Microservices have become a leading architectural style for creating scalable systems. Designing these architectures involves breaking down large APIs into well-defined service boundaries. While many existing clustering techniques rely on having access to the complete source code, API specifications (such as OpenAPI) are often more readily available in practice. This is particularly true when code is distributed across different teams, linked to legacy systems, or expensive to analyze. However, API specifications are often poorly documented, which hampers the effectiveness of clustering.

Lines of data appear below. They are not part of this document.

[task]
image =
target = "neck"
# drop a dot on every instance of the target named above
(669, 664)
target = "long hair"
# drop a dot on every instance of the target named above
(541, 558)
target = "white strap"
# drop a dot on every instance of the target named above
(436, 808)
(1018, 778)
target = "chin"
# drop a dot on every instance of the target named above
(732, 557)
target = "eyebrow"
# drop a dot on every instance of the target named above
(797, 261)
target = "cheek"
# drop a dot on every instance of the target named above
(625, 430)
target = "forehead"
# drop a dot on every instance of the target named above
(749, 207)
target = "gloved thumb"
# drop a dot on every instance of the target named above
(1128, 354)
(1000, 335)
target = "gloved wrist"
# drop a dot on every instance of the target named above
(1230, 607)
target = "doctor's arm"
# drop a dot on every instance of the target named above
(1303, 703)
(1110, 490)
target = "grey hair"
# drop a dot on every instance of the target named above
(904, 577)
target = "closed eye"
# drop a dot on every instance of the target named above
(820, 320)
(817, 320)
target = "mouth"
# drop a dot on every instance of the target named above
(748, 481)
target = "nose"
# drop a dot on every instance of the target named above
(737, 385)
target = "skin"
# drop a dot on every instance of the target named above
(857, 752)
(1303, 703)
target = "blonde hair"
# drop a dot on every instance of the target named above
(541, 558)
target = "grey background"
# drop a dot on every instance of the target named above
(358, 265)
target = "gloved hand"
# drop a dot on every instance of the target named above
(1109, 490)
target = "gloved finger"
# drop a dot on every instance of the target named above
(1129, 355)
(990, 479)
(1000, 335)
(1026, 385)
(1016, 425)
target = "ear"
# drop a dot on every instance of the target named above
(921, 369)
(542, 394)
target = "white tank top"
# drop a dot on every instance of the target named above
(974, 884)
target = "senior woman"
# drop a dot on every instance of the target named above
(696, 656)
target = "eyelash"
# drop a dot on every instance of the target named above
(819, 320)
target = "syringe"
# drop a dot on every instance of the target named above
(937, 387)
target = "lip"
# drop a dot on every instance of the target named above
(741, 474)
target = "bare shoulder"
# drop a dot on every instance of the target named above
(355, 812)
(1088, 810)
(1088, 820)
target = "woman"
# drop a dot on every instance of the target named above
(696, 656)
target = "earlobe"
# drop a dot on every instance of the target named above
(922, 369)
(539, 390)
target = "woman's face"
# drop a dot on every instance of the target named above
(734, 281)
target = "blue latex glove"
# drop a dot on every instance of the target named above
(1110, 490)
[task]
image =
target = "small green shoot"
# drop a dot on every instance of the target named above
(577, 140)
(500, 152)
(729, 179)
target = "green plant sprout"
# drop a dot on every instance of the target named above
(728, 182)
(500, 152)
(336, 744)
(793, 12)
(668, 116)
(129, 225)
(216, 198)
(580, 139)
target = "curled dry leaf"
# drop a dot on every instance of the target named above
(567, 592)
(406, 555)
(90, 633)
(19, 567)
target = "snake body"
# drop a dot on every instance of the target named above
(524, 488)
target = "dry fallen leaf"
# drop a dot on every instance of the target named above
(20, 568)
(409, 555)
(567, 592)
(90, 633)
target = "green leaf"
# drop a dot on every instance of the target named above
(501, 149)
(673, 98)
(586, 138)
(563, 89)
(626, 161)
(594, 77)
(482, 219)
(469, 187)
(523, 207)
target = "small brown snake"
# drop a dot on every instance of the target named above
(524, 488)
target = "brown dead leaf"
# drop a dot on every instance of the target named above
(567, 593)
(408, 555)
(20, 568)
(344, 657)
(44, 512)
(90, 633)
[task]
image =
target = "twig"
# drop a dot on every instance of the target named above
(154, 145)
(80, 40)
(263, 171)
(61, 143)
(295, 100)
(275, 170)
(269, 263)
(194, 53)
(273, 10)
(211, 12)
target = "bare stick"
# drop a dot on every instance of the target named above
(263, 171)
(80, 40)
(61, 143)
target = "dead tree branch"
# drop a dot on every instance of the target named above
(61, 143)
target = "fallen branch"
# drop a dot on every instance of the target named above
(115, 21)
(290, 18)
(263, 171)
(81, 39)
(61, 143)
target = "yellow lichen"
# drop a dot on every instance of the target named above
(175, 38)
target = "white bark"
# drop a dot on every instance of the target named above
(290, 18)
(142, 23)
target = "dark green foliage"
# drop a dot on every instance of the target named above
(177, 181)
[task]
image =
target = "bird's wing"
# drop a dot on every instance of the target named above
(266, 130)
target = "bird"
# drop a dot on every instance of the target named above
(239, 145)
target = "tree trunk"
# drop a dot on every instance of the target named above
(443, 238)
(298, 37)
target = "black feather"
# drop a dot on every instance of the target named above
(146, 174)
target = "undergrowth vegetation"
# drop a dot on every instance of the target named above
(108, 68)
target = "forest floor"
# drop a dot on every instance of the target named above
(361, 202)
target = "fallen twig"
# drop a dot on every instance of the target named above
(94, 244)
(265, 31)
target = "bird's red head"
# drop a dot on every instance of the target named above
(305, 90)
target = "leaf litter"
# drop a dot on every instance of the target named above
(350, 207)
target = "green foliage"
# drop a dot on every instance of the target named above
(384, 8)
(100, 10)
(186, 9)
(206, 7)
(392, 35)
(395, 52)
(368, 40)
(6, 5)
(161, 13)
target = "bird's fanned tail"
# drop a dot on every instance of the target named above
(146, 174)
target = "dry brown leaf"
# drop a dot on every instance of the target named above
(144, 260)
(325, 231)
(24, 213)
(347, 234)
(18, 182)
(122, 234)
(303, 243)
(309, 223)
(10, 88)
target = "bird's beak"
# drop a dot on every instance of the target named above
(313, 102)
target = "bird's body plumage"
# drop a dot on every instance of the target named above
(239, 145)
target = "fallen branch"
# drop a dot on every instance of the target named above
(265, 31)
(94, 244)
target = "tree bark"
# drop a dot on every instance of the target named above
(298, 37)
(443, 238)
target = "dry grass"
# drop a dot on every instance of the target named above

Large Language Models (LLMs) present a promising solution by inferring semantic relationships even from sparse or incomplete descriptions. This paper introduces ODAM (OpenAPI Documentation Analysis and Modeling), a Python-based pipeline that (i) fills missing endpoint descriptions with ChatGPT, (ii) embeds all texts, (iii) performs an intermediate topic induction, and (iv) feeds the resulting vectors to either K-Means or hierarchical clustering. We investigated the ODAM’s feasibility using a real-world API (Twilio, 45 microservices), comparing six pipeline variants—three intermediate strategies crossed with two description settings—against an expert-defined reference, using four evaluation criteria: success rate, failure rate, Silhouette score, and execution time. The results showed the LLM-augmented pipeline achieved a 64% success rate—34% higher than the best non-LLM baseline—and uncovered five coherent business domains at 𝑘=5, where Silhouette peaked at 0.55. Statistical pipelines ran in under 100 seconds, while the LLMenhanced version took 1.6 hours, but dropped to under one minute with cached descriptions. Final clustering quality remained stable across K-Means and hierarchical algorithms, with 0.05 variation in Silhouette scores. Overall, injecting LLM-generated semantics into sparsely documented APIs materially improves microservice clustering accuracy and exposes high-level capabilities; practitioners can trade runtime for precision via a simple cache toggle.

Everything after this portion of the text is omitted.